Jamile Thome, a management consultant at Accenture in Rio de Janeiro, says her family has had unfettered use of eight seats at the city’s Maracanã stadium since her grandparents contributed to the financing of the stadium’s reconstruction in the 1960s. Besides allowing her to cheer on her local soccer team, Flamengo, the seats have given Thome access to concerts by the Police, Madonna, and the Backstreet Boys, and even a visit by Pope John Paul II. Each seat requires only an annual payment of R$740 ($365) in perpetuity.
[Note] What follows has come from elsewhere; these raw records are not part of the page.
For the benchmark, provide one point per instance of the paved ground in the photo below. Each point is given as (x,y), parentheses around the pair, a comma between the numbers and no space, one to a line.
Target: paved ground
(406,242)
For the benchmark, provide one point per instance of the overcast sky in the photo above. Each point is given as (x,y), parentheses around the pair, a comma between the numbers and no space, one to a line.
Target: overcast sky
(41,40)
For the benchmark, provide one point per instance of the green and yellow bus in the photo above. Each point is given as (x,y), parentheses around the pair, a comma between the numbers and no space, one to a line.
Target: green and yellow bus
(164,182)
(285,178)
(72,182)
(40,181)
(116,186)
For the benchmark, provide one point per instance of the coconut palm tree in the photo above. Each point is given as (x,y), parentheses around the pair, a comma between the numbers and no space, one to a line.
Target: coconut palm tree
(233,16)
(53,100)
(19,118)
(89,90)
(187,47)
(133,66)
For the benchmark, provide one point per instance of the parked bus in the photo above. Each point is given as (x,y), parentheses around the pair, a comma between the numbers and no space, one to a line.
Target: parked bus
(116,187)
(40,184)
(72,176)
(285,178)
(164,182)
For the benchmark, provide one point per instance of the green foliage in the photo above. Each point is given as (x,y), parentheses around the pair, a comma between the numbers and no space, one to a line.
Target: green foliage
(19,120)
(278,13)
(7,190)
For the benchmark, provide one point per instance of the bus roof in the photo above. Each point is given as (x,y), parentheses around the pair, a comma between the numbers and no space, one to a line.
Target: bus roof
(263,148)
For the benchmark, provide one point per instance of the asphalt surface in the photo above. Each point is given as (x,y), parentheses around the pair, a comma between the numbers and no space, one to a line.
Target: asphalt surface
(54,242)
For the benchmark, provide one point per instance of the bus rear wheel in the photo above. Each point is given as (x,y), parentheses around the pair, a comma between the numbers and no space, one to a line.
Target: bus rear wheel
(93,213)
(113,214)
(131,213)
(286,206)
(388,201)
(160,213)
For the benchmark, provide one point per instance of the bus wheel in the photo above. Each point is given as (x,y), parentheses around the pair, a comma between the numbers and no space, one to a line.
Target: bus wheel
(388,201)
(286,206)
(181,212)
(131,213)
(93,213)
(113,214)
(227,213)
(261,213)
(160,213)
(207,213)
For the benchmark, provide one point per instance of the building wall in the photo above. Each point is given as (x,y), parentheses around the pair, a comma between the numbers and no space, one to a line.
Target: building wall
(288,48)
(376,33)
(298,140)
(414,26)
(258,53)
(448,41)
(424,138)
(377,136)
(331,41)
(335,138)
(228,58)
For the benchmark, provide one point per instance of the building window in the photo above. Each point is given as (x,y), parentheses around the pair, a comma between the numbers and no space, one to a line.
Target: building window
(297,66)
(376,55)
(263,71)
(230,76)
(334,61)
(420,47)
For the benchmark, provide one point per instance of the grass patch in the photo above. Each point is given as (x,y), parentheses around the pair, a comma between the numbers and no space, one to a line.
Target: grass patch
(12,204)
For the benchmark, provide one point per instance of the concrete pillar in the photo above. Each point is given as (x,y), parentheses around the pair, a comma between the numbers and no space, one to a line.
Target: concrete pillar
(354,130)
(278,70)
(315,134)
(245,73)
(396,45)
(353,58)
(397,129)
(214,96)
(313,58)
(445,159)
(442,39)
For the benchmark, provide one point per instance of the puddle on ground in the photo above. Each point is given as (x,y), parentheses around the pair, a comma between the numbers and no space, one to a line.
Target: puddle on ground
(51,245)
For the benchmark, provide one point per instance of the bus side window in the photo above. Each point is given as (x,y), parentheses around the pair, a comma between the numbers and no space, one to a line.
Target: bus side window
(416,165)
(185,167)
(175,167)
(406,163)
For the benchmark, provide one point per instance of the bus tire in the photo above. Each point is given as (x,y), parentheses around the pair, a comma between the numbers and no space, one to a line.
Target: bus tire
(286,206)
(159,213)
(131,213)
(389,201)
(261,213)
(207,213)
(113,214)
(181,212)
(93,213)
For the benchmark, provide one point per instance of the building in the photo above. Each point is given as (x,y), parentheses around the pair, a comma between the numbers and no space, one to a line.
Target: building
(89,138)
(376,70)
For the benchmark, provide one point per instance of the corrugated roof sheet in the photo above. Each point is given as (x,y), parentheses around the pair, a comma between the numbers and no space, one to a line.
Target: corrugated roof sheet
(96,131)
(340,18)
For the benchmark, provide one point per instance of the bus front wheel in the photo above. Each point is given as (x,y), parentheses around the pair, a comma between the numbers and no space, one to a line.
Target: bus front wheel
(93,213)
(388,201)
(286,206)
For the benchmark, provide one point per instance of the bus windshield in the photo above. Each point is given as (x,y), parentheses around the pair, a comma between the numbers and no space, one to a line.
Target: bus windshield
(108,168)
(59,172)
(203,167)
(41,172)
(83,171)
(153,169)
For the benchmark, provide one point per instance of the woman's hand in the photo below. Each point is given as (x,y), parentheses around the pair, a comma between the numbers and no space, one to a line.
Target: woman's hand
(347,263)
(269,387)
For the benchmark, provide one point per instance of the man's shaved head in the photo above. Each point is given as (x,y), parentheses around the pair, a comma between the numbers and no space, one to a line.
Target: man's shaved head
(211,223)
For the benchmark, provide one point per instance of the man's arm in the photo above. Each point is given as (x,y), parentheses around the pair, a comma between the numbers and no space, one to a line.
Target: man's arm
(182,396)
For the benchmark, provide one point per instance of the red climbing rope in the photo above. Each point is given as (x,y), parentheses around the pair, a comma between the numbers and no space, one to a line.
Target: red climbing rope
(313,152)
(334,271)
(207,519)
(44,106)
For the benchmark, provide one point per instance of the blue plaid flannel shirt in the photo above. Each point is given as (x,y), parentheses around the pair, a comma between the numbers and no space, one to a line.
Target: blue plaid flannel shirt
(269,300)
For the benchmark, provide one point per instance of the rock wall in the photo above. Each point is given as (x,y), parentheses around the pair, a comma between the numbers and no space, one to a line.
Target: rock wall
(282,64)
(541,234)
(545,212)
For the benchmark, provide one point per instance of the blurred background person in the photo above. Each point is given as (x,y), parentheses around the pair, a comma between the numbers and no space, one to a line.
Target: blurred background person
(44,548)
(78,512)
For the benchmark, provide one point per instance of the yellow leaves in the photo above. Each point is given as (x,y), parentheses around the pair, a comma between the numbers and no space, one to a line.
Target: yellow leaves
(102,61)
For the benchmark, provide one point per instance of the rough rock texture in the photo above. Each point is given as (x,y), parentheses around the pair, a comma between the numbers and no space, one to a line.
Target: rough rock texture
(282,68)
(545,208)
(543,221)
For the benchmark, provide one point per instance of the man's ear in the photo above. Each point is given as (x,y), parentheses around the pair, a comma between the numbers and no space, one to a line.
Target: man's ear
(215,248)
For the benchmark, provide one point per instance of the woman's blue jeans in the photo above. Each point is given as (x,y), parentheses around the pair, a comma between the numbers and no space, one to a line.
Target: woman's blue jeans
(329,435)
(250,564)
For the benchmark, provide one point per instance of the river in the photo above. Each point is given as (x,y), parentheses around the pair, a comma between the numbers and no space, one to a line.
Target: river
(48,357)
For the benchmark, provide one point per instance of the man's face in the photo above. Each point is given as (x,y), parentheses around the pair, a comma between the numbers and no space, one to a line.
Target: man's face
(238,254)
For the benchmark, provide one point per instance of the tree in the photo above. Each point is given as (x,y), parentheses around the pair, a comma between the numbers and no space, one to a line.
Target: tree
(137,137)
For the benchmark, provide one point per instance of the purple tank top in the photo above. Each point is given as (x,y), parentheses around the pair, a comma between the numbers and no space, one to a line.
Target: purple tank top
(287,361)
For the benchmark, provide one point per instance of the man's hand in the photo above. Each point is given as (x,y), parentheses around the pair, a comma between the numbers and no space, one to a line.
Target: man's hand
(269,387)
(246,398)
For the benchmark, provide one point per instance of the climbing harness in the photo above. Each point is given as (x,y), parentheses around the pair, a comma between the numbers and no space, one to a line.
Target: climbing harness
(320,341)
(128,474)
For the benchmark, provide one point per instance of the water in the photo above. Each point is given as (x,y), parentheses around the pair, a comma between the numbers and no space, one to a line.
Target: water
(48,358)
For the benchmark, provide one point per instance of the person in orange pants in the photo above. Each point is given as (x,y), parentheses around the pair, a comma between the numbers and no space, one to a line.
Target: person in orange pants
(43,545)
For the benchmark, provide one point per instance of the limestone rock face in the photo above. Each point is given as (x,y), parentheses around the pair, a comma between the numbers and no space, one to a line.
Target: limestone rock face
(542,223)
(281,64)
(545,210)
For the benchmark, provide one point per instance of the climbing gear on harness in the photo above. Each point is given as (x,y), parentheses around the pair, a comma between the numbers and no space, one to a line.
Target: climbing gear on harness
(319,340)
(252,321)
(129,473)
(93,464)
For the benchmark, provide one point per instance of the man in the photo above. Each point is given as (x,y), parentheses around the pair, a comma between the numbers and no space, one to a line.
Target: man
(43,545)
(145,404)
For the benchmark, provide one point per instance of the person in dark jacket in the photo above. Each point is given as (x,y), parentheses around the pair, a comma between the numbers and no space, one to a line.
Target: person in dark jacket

Thome had expected to view the World Cup finals next year from the same prime real estate at the 79,000-seat Maracanã. But a May 13 ruling by a Rio court handed control of all the stadium’s seating to FIFA, soccer’s governing body, during the tourney. That has Thome and the holders of the other 4,960 perpetually reserved seats crying foul. “When they chose Maracanã for the World Cup they knew these tickets existed,” says Thome, 27, whose parents first took her to the arena when she was a year old. “They can’t pretend that we don’t exist. They chose a stadium with this kind of rule, so they have to respect it.”